In 1000 women seeking emergency contraception, the model estimated direct medical costs of $1,228,000 and 137 unintended pregnancies with ulipristal acetate, compared to $1,279,000 and 150 unintended pregnancies with oral levonorgestrel, $1,376,000 and 61 unintended pregnancies with copper intrauterine devices, and $1,558,000 and 63 unintended pregnancies with oral levonorgestrel plus same-day levonorgestrel intrauterine device. The copper intrauterine device was the most cost-effective emergency contraception strategy in the majority (63.9%) of model iterations and, compared to ulipristal acetate, cost $1957 per additional pregnancy prevented.
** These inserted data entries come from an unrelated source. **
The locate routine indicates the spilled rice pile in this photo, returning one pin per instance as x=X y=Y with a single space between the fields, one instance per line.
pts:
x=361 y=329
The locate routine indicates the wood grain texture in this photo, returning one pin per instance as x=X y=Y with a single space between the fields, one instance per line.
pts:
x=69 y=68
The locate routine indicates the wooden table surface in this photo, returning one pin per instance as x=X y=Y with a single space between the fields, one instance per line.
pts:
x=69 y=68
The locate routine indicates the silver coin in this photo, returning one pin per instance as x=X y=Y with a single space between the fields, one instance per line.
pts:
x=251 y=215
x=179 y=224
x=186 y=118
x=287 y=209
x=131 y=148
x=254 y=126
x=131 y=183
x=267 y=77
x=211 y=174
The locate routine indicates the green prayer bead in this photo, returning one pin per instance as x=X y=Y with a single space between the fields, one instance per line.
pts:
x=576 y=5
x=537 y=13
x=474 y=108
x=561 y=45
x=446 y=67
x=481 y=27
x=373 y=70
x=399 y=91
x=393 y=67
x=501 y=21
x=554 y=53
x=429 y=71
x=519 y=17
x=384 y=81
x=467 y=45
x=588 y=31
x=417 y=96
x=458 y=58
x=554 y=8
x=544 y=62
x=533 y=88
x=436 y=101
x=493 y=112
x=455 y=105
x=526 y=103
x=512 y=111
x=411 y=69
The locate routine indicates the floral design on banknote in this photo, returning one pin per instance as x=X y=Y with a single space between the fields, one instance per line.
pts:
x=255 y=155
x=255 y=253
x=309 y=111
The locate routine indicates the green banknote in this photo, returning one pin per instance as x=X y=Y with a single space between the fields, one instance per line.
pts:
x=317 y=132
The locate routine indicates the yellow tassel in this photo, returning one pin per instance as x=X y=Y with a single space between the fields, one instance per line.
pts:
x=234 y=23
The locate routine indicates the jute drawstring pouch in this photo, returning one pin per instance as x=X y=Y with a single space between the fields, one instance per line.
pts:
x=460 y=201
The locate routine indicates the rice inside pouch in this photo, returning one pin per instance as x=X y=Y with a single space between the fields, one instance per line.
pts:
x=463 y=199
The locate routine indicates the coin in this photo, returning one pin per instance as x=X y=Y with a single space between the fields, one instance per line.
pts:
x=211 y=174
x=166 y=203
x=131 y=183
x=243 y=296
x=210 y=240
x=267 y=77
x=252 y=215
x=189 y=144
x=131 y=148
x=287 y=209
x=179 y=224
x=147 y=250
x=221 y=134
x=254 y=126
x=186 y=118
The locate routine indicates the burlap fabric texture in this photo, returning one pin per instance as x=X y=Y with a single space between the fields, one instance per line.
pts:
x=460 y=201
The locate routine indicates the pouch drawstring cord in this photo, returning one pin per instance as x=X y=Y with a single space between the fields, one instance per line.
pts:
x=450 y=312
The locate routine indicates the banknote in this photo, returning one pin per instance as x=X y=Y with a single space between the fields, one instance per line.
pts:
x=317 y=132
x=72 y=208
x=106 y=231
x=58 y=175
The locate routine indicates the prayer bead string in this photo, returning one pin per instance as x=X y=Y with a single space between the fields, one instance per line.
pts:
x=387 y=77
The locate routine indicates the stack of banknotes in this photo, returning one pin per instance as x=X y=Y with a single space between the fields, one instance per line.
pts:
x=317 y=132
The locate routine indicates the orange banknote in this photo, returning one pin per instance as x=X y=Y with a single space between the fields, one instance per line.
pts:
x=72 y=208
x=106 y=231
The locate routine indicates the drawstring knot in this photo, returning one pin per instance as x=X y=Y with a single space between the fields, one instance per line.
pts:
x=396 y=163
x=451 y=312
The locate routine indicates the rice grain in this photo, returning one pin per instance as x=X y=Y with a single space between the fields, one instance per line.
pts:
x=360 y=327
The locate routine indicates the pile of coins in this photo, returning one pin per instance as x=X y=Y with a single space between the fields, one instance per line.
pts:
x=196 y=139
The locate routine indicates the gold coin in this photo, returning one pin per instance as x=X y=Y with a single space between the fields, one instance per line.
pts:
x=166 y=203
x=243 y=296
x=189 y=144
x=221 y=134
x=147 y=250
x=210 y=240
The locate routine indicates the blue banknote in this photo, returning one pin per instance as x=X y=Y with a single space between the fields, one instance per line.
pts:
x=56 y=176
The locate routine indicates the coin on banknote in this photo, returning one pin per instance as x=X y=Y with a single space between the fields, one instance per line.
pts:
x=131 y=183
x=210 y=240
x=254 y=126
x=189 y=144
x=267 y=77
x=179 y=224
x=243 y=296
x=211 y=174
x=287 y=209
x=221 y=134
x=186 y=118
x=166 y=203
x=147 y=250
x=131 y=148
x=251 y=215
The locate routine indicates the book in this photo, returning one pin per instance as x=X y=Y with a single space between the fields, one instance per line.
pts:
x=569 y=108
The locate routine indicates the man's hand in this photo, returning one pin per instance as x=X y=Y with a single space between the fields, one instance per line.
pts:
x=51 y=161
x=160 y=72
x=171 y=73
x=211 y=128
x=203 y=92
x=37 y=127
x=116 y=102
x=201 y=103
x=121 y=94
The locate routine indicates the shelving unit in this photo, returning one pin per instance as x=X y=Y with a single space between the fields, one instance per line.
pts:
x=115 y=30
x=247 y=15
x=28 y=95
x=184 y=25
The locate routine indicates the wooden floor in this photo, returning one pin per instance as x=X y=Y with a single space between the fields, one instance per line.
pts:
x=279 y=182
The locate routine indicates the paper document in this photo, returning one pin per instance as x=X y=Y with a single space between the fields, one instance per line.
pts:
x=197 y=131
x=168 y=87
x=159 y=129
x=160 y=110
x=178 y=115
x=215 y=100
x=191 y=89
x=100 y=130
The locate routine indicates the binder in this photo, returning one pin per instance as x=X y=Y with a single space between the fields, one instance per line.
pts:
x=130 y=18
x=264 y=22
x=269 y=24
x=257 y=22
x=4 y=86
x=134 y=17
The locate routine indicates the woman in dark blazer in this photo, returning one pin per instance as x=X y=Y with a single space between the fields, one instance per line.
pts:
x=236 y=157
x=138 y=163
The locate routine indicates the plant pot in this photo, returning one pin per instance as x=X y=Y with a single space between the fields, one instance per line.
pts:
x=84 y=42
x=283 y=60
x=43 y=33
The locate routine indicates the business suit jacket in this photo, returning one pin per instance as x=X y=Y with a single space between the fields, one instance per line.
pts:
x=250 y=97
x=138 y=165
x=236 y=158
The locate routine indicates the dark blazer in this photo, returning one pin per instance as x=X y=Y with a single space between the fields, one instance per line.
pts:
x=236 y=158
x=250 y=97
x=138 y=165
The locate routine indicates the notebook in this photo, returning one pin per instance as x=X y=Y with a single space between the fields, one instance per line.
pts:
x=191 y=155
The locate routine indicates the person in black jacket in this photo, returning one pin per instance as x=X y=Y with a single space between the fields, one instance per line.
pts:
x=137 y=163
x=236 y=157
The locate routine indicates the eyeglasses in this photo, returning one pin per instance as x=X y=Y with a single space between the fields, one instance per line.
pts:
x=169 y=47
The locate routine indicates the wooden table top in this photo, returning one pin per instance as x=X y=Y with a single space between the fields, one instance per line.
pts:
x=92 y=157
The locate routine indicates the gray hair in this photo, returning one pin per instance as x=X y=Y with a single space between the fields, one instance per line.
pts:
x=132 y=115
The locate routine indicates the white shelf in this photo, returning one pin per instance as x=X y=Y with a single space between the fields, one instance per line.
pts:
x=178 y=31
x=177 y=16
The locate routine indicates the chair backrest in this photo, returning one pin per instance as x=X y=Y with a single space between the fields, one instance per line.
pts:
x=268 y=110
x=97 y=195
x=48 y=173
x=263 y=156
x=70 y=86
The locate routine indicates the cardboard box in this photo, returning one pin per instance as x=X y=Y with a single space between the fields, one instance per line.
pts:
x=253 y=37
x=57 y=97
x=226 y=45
Model estimates were most sensitive to changes in the cost of the copper intrauterine device (with higher copper intrauterine device costs, oral levonorgestrel plus same-day levonorgestrel intrauterine device became the most cost-effective option) and the cost of a live birth (with lower-cost births, ulipristal acetate became the most cost-effective option). When the proportion of obese women in the population increased, the copper intrauterine device became even more most cost-effective.

CONCLUSION

Over 1 year, the copper intrauterine device is currently the most cost-effective emergency contraception option. Policy makers and health care insurance companies should consider the potential for long-term savings when women seeking emergency contraception can promptly obtain whatever contraceptive best meets their personal preferences and needs; this will require removing barriers and promoting access to intrauterine devices at emergency contraception visits.

摘要

背景

铜宫内节育器是最有效的紧急避孕形式,也可以提供长期避孕。左炔诺孕酮宫内节育器也已在寻求紧急避孕的女性中与口服左炔诺孕酮联合进行研究。然而,宫内节育器的前期成本高于口服方法,如依托孕烯和左炔诺孕酮。有资金限制的医疗保健支付者和决策者(例如,医疗保健保险公司、政府项目)必须确定宫内节育器紧急避孕方法的更高效果是否值得额外成本。

目的

我们旨在从美国支付者的角度比较 4 种紧急避孕策略——依托孕烯、口服左炔诺孕酮、铜宫内节育器和口服左炔诺孕酮加同日左炔诺孕酮宫内节育器——在 1 年内的成本效益。

研究设计

使用 1000 名寻求紧急避孕的女性的 1000 名女性的 Markov 模型,在 1 年内估计成本(2017 年美元)和妊娠情况。每 28 天周期,该模型估计因紧急避孕失败和随后使用避孕方法而导致的妊娠结局(即活产、异位妊娠、自然流产或人工流产)的预测妊娠结局数量。模型输入源自已发表的文献和国家来源。如果增量成本效益比(即预防 1 次额外妊娠的成本)低于美国妊娠结局的加权平均成本(5167 美元),则认为紧急避孕策略具有成本效益。从 1000 次概率模型迭代中计算增量成本效益比和作为最具成本效益的紧急避孕策略的概率。单因素敏感性分析用于检查紧急避孕、后续避孕和妊娠结局的成本以及模型概率的不确定性。

结果

在 1000 名寻求紧急避孕的女性中,模型估计依托孕烯的直接医疗费用为 122.8 万美元,137 次意外妊娠,而口服左炔诺孕酮的直接医疗费用为 127.9 万美元,150 次意外妊娠,铜宫内节育器的直接医疗费用为 137.6 万美元,61 次意外妊娠,口服左炔诺孕酮加同日左炔诺孕酮宫内节育器的直接医疗费用为 155.8 万美元,63 次意外妊娠。铜宫内节育器在大多数(63.9%)模型迭代中是最具成本效益的紧急避孕策略,与依托孕烯相比,每预防 1 例妊娠额外花费 1957 美元。模型估计对宫内节育器成本的变化最为敏感(宫内节育器成本较高时,口服左炔诺孕酮加同日左炔诺孕酮宫内节育器成为最具成本效益的选择)和活产成本(成本较低时,依托孕烯成为最具成本效益的选择)。当人口中肥胖女性的比例增加时,铜宫内节育器的成本效益变得更加明显。

结论

在 1 年内,铜宫内节育器目前是最具成本效益的紧急避孕选择。政策制定者和医疗保健保险公司应考虑在寻求紧急避孕的女性能够及时获得最符合其个人偏好和需求的任何避孕方法时可能带来的长期节省;这将需要消除障碍并促进在紧急避孕就诊时获得宫内节育器。